This Dodge 426 Hemi V8 was constructed by the factory back in the late 1960s as a cutaway display engine for the car show circuit. Display engines like this require an enormous amount of work to get right, carefully pre-planned sections need to be expertly cut, milled, and polished in order to expose the internal workings.
The right side of the barrels have been cutaway to expose the exhaust valves, pistons, connecting rods, and crankshaft. The rocker covers are cut on both sides to show the rocker arms and valve train, the bell housing is also cut open to show the flywheel and clutch.
Inside the cylinders you can see the domed 10.25:1 compression ratio pistons, and the cross-bolted main-bearing supports. This was high-performance engine by any standard in the 1960s, even by today’s standards in fact, with 425 hp and 490 ft/lbs of torque.
The 426 Hemi was originally developed for use in NASCAR, and was later used extensively in NHRA and AHRA drag racing.
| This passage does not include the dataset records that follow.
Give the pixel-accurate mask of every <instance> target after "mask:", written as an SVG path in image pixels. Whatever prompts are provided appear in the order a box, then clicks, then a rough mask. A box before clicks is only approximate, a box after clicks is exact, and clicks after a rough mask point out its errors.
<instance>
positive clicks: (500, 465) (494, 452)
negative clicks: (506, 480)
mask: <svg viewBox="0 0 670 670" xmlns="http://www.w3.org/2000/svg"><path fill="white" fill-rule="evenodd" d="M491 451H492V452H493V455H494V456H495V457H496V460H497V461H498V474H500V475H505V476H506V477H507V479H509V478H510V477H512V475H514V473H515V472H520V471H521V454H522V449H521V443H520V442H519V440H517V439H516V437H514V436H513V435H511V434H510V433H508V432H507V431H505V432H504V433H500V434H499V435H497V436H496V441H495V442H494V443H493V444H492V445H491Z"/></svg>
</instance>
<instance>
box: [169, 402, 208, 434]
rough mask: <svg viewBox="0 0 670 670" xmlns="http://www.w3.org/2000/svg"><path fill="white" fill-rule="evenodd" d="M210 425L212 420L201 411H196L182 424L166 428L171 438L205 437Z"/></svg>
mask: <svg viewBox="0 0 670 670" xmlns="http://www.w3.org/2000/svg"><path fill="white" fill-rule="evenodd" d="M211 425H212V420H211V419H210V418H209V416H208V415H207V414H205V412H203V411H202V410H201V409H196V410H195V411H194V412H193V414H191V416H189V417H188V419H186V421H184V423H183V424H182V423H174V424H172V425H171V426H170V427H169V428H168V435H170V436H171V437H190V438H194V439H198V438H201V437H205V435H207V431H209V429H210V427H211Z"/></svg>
It was nicknamed the “Elephant Engine” due to its remarkable size and weight, and engine bays needed to be designed to be large engine to accommodate it.
The street version of the 426 Hemi was fitted to some of the most iconic American performance cars of the era including the Plymouth Road Runner, the Dodge Charger Daytona, the Dodge Super Bee, the Plymouth Hemi ‘Cuda, and many more.
This official display engine has been autographed by both Dick Landy and Tom Hoover, the latter of whom is remembered as the “father” of the Hemi. Mecum will be offering this engine in mid-May, if you’d like to read more about it or register to bid you can click here.
The price estimate is $75,000 to $125,000 USD, and it comes fitted to its original display base with Scat Pack Bee insignia.